Calnexin overexpression formed IB-like structures where ΔF508 CFTR and calnexin accumulated. (A) All panels are fluorescence micrographs of BHK cells stably expressing ΔF508 CFTR-GFP (a, ΔF508-BHK) and wt CFTR-GFP (b, CFTR-BHK). The cells were infected with or without Ad-CNX at a MOI 50 (+CNX), and 48 h after infection cells were fixed and permeabilized, immunostained with anti-calnexin antibody, and visualized with TRITC-conjugated secondary antibody. Analysis was performed by confocal laser scanning microscopy. GFP fluorescence is shown in the left panels (a, ΔF508 CFTR; b, wt CFTR), TRITC fluorescence in the middle panels (CNX), and right panels show the overlay (merge). Note that calnexin overexpression formed IB-like structures and ΔF508 CFTR specifically accumulated in the structures. Arrowheads represent the regions in which wt CFTR slightly accumulated with calnexin. (B) Time course of IB-like structure formation. ΔF508-BHK cells were infected with Ad-CNX (MOI 50) and incubated for the times indicated.

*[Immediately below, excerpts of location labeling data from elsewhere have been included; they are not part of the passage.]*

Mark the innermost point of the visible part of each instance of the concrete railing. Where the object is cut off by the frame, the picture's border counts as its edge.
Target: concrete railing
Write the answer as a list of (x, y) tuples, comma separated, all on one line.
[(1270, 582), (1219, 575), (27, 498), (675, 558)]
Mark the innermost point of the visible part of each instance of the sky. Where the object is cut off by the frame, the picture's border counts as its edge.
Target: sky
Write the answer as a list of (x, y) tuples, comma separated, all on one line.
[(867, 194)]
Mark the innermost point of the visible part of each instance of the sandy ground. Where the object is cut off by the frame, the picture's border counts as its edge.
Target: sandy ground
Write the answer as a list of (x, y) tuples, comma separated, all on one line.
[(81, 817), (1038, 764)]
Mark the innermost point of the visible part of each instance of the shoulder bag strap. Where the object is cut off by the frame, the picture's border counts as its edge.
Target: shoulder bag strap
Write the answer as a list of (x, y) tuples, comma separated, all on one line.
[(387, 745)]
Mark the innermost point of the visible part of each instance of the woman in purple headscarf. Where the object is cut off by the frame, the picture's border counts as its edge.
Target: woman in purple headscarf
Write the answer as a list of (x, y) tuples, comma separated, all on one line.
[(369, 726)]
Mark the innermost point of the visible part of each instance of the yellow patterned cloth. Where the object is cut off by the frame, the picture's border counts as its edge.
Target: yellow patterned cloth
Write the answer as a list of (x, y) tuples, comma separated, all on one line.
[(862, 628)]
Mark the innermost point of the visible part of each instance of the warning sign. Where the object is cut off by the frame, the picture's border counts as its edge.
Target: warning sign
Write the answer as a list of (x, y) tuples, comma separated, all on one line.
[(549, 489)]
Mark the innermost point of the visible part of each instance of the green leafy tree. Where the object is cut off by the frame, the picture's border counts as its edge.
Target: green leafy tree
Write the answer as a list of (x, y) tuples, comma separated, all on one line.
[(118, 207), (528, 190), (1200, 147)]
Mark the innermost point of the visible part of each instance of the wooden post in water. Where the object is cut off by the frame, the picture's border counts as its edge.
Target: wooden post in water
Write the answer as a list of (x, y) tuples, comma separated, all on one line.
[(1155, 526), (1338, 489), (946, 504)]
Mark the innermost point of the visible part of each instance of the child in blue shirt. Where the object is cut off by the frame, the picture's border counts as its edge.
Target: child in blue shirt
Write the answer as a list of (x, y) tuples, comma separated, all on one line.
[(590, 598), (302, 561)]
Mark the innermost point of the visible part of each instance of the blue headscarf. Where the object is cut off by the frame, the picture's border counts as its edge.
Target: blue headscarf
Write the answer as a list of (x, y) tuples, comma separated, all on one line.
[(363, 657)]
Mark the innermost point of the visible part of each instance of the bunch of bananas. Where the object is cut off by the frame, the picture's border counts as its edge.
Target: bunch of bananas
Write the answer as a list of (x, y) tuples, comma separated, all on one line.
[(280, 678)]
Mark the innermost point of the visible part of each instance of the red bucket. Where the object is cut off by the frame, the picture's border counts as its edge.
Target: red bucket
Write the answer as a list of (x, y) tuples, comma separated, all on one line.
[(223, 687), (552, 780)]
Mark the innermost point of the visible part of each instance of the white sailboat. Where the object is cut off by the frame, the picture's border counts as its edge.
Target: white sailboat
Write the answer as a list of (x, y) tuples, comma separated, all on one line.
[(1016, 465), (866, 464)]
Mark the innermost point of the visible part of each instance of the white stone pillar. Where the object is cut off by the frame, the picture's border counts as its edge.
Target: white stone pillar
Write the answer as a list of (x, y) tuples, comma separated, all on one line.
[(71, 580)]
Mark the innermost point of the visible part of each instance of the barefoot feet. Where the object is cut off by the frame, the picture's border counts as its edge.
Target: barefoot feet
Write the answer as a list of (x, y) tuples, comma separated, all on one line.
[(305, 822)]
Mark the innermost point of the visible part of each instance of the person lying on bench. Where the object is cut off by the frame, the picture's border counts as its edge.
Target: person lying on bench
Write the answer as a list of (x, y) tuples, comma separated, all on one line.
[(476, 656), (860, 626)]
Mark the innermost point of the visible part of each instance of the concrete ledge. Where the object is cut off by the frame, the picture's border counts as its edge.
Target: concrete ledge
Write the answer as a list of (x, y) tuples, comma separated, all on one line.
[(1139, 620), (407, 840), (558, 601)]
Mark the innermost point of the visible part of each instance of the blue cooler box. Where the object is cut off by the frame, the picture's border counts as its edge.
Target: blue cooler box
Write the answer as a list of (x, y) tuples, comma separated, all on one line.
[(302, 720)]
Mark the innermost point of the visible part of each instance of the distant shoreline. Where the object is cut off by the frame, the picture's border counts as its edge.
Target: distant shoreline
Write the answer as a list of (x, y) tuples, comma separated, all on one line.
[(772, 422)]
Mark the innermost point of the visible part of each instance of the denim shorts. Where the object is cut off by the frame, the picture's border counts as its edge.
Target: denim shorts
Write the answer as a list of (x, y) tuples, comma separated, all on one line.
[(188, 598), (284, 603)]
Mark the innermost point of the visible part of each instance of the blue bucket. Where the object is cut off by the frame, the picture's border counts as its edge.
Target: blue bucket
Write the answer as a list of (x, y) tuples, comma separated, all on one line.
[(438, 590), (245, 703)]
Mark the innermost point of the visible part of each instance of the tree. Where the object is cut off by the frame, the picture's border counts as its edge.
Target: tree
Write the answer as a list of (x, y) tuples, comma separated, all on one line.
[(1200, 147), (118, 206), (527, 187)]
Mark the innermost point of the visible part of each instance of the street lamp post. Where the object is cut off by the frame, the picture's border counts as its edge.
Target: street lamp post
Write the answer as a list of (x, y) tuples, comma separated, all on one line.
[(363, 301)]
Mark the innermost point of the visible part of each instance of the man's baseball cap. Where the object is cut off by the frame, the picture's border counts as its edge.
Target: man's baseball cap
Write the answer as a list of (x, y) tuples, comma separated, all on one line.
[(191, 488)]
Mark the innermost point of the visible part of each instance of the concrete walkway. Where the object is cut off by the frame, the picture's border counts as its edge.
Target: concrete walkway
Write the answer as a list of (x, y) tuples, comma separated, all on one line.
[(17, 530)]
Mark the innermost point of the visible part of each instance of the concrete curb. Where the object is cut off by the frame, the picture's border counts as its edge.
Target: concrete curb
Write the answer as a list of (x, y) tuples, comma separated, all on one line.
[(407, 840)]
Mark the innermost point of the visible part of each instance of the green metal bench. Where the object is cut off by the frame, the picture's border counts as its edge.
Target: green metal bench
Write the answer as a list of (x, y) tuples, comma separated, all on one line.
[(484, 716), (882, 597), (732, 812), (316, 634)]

Note that formation of IB-like structures of ΔF508 CFTR coincides with that of calnexin. (C) ΔF508-(a) and CFTR-CHO (b) cells were infected with or without Ad-CNX (MOI 50) and 48 h after infection cells were fixed and permeabilized, immunostained with anti-CFTR and anti-calnexin antibodies, and visualized with fluorescein isothiocyanate- and TRITC-conjugated secondary antibodies. (D) CFBE41o^- cells (ΔF508 CFTR) and 16HBE14o^- (wt CFTR) were infected with or without Ad-CNX (MOI 50), and 48 h after infection cells were fixed and permeabilized, immunostained with anti-CFTR antibody, and visualized with Alexa Flour488-conjugated secondary antibody. The cells were imaged so that the ER region was in focus, except for some images that were focused on the cell surface (cell surface). Bars, 10 μm.